1 In de achtste maand, in het tweede jaar van Darius, kwam het woord des Heren tot de profeet Zacharia, de zoon van Berekja, de zoon van Iddo:
2 De Here is op uw vaderen zeer toornig geweest,
3 maar zeg tot hen: zo zegt de Here der heerscharen: bekeert u tot Mij, luidt het woord van de Here der heerscharen, dan zal Ik tot u wederkeren, zegt de Here der heerscharen.
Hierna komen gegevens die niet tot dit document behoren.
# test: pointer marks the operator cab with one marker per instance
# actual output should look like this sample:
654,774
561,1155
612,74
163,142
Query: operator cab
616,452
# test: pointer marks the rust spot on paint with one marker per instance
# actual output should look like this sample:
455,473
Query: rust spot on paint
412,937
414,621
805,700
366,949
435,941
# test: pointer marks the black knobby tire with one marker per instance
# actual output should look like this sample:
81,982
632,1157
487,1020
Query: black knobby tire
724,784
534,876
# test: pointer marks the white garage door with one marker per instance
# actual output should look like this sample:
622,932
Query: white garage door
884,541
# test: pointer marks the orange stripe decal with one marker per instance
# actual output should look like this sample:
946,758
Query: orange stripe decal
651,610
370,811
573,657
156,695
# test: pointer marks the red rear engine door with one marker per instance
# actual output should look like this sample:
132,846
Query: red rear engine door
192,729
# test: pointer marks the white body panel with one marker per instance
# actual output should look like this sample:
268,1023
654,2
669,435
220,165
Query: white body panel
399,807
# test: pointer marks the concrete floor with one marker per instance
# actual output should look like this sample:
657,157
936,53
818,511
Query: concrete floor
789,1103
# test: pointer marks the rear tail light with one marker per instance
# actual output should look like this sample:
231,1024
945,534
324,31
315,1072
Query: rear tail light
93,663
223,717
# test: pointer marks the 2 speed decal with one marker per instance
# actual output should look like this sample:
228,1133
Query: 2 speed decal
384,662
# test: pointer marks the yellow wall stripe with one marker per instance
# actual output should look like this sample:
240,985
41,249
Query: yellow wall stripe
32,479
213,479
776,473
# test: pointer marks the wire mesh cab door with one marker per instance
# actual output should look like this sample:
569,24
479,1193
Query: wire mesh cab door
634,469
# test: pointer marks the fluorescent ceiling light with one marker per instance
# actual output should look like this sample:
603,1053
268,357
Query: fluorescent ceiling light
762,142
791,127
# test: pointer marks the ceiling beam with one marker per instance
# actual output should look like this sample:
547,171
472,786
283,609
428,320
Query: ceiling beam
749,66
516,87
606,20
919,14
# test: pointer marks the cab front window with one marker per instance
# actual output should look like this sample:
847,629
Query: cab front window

4 Weest niet gelijk aan uw vaderen, tot wie de vroegere profeten gepredikt hebben: zo zegt de Here der heerscharen: bekeert u toch van uw boze handel en wandel; maar zij luisterden niet en sloegen op Mij geen acht, luidt het woord des Heren.
5 Uw vaderen, waar zijn zij? En de profeten, leven zij eeuwig?
6 Mijn woorden evenwel en mijn inzettingen, die Ik mijn knechten, de profeten, geboden had, hebben die uw vaderen niet achterhaald, zodat zij tot inkeer kwamen en zeiden: Zoals de Here der heerscharen Zich voorgenomen had ons te doen naar onze handel en wandel, zo heeft Hij met ons gedaan?
7 Op de vierentwintigste dag van de elfde maand, dat is de maand Sebat, in het tweede jaar van Darius, kwam het woord des Heren tot de profeet Zacharia, de zoon van Berekja, de zoon van Iddo:
8 Deze nacht heb ik een gezicht gehad: zie, een man, gezeten op een rood paard, en staande tussen de mirten in de diepte, en achter hem rode, voskleurige en witte paarden.
9 Toen vroeg ik: Wat betekent dit, mijn heer? en de engel die met mij sprak, zeide tot mij: Ik zal u tonen, wat dit betekent.
10 Hierop antwoordde de man die tussen de mirten stond, en zeide: Dit zijn zij, die de Here heeft gezonden om de aarde te doorkruisen.
11 En zij antwoordden de Engel des Heren, die tussen de mirten stond, en zeiden: Wij hebben de aarde doorkruist en zie, de gehele aarde verkeert in volkomen rust.
12 Toen nam de Engel des Heren het woord en zeide: Here der heerscharen, hoelang nog zult Gij zonder erbarmen zijn over Jeruzalem en over de steden van Juda, waarop Gij nu reeds zeventig jaren toornig zijt?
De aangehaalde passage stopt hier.